Friday

The Spirit of Thomas Paine












Americans ignore Tom Paine at their peril. No one influenced the American Revolution more than he, whose 'Common Sense' was the manifesto of the patriots. His Deist's creed, quoted below, was adopted by Ben Franklin, and his political thought made an indelible impression on Jefferson, though Jefferson did not go as far as Paine because he owed too much land and too many slaves.
_______________________

(From Paine's The Age of Reason)

CREED
"I believe in one God, and no more; and I hope for happiness beyond this life.

"I believe the equality of man, and I believe that religious duties consist in doing justice, loving mercy, and endeavoring to make our fellow-creatures happy....

"I do not believe in the creed professed by the Jewish church, by the Roman church, by the Greek church, by the Turkish (Muslim) church, by the Protestant church, nor by any church that I know of. My own mind is my own church.

REVELATION

"When Moses told the children of Israel that he received the two tables of the commandments from the hand of God, they were not obliged to believe him, because they had no other authority for it than his telling them so; and I have no other authority for it than some historian telling me so, the commandments carrying no internal evidence of divinity with them. They contain some good moral precepts such as any man qualified to be a lawgiver or a legislator could produce himself, without having recourse to supernatural intervention.

"When I am told that the Koran was written in Heaven, and brought to Muhammad by an angel, the account (is) hearsay evidence and second hand authority. I did not see the angel myself, and therefore I have a right not to believe it.

"When also I am told that a woman, called the Virgin Mary, said that she was with child without any cohabitation with a man, and that her betrothed husband, Joseph, said that an angel told him so, I have a right to believe them or not: such a circumstance required a much stronger evidence than their bare word for it: but we have not even this; for neither Joseph nor Mary wrote any such matter themselves. It is only reported by others that they said so. It is hearsay upon hearsay, and I do not chose to rest my belief upon such evidence."

THE CREATION AROUND US IS SUFFICIENT REVELATION
"Some perhaps will say--Are we to have no word of God, no revelation? I answer yes. There IS a Word of God; there IS a revelation. THE WORD OF GOD IS THE CREATION WE BEHOLD. And it is in this word, which no human invention can counterfeit or alter, that God speaks universally to man."

PAGAN BASIS OF MODERN THEOLOGY

"It is, however, not difficult to account for the credit that was given to the story of Jesus Christ being the Son of God.

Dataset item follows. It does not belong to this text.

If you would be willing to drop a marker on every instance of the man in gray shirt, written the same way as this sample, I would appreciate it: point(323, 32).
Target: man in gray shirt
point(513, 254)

He was born when the heathen mythology had still some fashion and repute in the world, and that mythology had prepared the people for the belief of such a story. Almost all the extraordinary men that lived under the heathen mythology were reputed to be the sons of some of their gods. It was not a new thing at that time to believe a man to have been celestially begotten. The intercourse of gods with women was then a matter of familiar opinion. Their Jupiter, according to their accounts, had cohabited with hundreds. The story therefore had nothing in it either new, wonderful, or obscene. It was conformable to the opinions that then prevailed among the people called Gentiles, or mythologists, and it was those people only that believed it. The Jews, who had kept strictly to the belief of one God, and who had always rejected the heathen mythology, never credited the story...

"It is curious to observe how the theory of what is called the Christian Church sprung out of the tail of the heathen mythology. The trinity of gods... was no other than a reduction of the former plurality, which was about twenty or thirty thousand. The statue of Mary succeeded the statue of Diana of Ephesus. The deification of heroes changed into the canonization of saints. The Mythologists had gods for everything; the Christian Mythologists had saints for everything. The church became as crowded with the one, as the pantheon had been with the other; and Rome was the place of both. The Christian theory is little else than the idolatry of the ancient mythologists, accommodated to the purposes of power and revenue..."
__________________

(from Agrarian Justice)

THE EARTH
"The earth, in its natural uncultivated state, was and ever would have continued to be the common property of the human race...

"There could be no such thing as landed property originally. Man did not make the earth, and, though he had a natural right to occupy it, he had no right to locate as his property in perpetuity any part of it; neither did the Creator of the earth open a land-office, from whence the first title-deeds should issue."